Despite the lack of existing evidence upon which to base policy recommendations, research is ongoing. Recent studies look at internal migration, the political economy associated with education in Texas during the oil shale boom, and intergenerational mobility. With continued efforts, such research should lead to actionable policy recommendations that could be put into place during the next wave of natural resource booms.

Acknowledgments

The author thanks anonymous referees and the IZA World of Labor editors for many helpful suggestions on earlier drafts. Previous work of the author contains a larger number of background references for the material presented here and has been used intensively in all major parts of this article.

Competing interests

The IZA World of Labor project is committed to the IZA Code of Conduct.
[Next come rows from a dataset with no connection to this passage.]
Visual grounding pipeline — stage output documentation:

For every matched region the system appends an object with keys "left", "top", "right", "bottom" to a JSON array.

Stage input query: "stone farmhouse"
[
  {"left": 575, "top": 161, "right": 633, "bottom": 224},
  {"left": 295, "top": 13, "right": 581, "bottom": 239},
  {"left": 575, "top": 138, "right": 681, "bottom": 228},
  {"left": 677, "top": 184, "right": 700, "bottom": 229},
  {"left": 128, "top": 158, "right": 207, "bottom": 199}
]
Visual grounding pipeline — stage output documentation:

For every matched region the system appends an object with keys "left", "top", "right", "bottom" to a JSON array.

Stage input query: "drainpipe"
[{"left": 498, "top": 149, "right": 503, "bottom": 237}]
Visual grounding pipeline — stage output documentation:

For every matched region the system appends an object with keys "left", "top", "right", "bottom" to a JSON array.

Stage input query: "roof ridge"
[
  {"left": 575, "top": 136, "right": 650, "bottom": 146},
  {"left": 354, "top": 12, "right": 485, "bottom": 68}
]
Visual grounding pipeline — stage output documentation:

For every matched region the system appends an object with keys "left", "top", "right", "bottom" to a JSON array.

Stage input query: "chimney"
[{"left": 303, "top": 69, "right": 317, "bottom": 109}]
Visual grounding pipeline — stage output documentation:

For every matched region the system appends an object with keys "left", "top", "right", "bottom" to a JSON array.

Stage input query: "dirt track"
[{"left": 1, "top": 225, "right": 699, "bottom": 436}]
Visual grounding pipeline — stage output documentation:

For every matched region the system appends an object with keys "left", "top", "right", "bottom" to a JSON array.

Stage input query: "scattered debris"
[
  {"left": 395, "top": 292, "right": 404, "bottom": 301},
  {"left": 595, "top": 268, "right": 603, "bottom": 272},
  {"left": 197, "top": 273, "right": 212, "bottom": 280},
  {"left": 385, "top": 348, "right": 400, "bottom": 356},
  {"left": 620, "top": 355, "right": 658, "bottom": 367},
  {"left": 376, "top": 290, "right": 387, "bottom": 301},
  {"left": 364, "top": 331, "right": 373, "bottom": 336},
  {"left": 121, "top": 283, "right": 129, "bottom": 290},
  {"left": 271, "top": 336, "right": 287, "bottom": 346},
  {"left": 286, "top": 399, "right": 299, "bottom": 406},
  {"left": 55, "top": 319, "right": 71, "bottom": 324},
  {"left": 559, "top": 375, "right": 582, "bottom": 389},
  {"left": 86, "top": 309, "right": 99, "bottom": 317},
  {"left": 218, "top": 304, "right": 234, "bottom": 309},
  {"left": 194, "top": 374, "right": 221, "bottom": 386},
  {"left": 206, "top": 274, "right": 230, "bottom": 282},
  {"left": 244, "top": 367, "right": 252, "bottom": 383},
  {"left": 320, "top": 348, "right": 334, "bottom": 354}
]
The author declares to have observed the principles outlined in the code.

© Dan A. Black


Resource shocks and fertility and male income

In his classic work on the economics of fertility, Becker (1960) suggests that children are likely “normal goods” (goods that demand more as a consumer's income increases) but the evidence for the claim has been mixed. The authors of a 2013 study delve further into this topic by first examining local differences in fertility behavior in the US (Black et al., 2013). When they compare women living in areas experiencing resource shocks with other similarly educated women living in similarly expensive locations, completed fertility is positively correlated with the husband's income. In an effort to sort out causal effects, the authors analyze the localized impact on fertility of the increase in world energy prices in the mid-1970s, an exogenous shock that substantially increased men's incomes in the Appalachian coal-mining region. Empirical evidence for this population shows that fertility increases with the growth in men's income during the resource boom and declines with the fall in men's income during the bust. Sources: Becker, G. S. “An economic analysis of fertility.” In: Demographic and Economic Change in Developed Countries. New York: Columbia University Press, 1960; Black, D., N. Kolesnikova, S. Sanders, and L. Taylor. “Are children normal?” Review of Economics and Statistics 95:1 (2013): 21–33.

Resource shocks and employment, earnings, and voting

Using county-level data across several decades, a study published in 2013 finds that higher local wages and employment rates (the results of resource shocks) lead to lower voter turnout in elections for governor, senator, US representatives, and state house of representatives races, but have no effect on presidential turnout (Charles and Stephens, 2013). Source: Charles, K., and M. Stephens, Jr. “Employment, wages and voter turnout.” American Economics Journal: Applied Economics 5:4 (2013): 111–143.

Resource shocks and local labor market conditions and local public goods

The authors of a 2013 study use the considerable variation in oil output among Brazilian municipalities to explore the effects of resource windfalls on government behavior (Caselli and Michaels, 2013). Oil-rich municipalities experience increases in revenues and report corresponding increases in spending on public goods and services. Corresponding survey and administrative data indicate public goods provision and household income increase less than expected. Source: Caselli, F., and G. Michaels. “Do oil windfalls improve living standards? Evidence from Brazil.” American Economics Journal: Applied Economics 5:1 (2013): 208–238.